In an effort to curb rising costs for employees and for the company, IBM will be picking up the tab on health care costs for primary care in 2010.
"Employees enrolled in IBM plans will receive full coverage throughout the year--no coinsurance or deductible--for in-network primary care with their internist, family practitioner, pediatrician, general practitioner or primary osteopath," said IBM in a news statement.
This isn't the first effort by Big Blue to help keep employees healthy and functioning productively, nor is it the only company picking up primary care. The company had been picking up the tab on mammograms for women over 40 and colonoscopies for employees, an IBM official told Bloomberg News.

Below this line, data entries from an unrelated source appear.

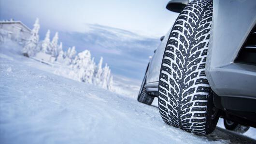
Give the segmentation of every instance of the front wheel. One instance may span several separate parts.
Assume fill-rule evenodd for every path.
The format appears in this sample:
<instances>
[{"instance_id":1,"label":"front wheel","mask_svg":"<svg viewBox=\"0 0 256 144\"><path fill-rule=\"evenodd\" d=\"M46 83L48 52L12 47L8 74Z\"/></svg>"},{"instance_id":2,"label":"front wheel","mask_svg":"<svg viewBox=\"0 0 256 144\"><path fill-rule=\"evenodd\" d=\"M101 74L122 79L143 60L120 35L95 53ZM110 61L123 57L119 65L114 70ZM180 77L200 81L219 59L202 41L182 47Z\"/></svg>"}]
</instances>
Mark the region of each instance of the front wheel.
<instances>
[{"instance_id":1,"label":"front wheel","mask_svg":"<svg viewBox=\"0 0 256 144\"><path fill-rule=\"evenodd\" d=\"M212 132L219 119L205 73L213 2L194 0L180 13L166 45L158 107L167 124L197 135Z\"/></svg>"}]
</instances>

"This new approach advances IBM's advocacy of wellness, preventative and primary care--the cornerstone of keeping people healthy and productive," said Randy MacDonald, senior vice president of human resources, in a statement. "As a result of our focus on wellness and primary care, IBM employees have become healthier and our costs are rising more slowly."

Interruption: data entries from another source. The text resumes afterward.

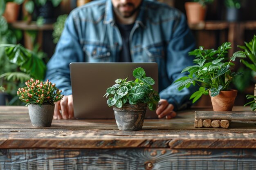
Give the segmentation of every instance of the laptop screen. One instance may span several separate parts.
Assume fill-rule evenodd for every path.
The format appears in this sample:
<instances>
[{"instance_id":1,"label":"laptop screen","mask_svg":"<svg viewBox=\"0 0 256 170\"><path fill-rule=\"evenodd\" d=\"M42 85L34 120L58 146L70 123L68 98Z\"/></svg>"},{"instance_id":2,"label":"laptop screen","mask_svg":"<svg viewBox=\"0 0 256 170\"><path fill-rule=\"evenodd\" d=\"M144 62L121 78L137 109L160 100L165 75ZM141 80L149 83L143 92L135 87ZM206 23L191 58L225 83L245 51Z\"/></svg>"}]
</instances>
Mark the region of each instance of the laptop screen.
<instances>
[{"instance_id":1,"label":"laptop screen","mask_svg":"<svg viewBox=\"0 0 256 170\"><path fill-rule=\"evenodd\" d=\"M79 119L114 119L113 108L103 96L117 79L134 80L132 71L144 69L146 76L155 81L158 91L157 64L156 63L71 63L70 65L74 117ZM146 118L157 118L155 111L148 108Z\"/></svg>"}]
</instances>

After a year of many job eliminations in the United States and Canada and moves that transitioned many jobs to other countries, IBM appears to be mending some employee relations for those remaining in the country. Estimates from the Alliance@IBM union put IBM layoffs at 10,000 in North America in 2009. IBM does not release statements on job reductions when they occur. The company posts total employee staffing numbers in its annual report.
"We believe in giving people incentives to get health care early and often," said Marianne DeFazio, director of health care benefits and strategy at IBM, to Bloomberg News. "When people have no barriers to getting primary care, you catch things early and you prevent things."
IBM said it has saved roughly $191 million in health care costs between 2004 and 2007 after investing in $79 million in wellness programs.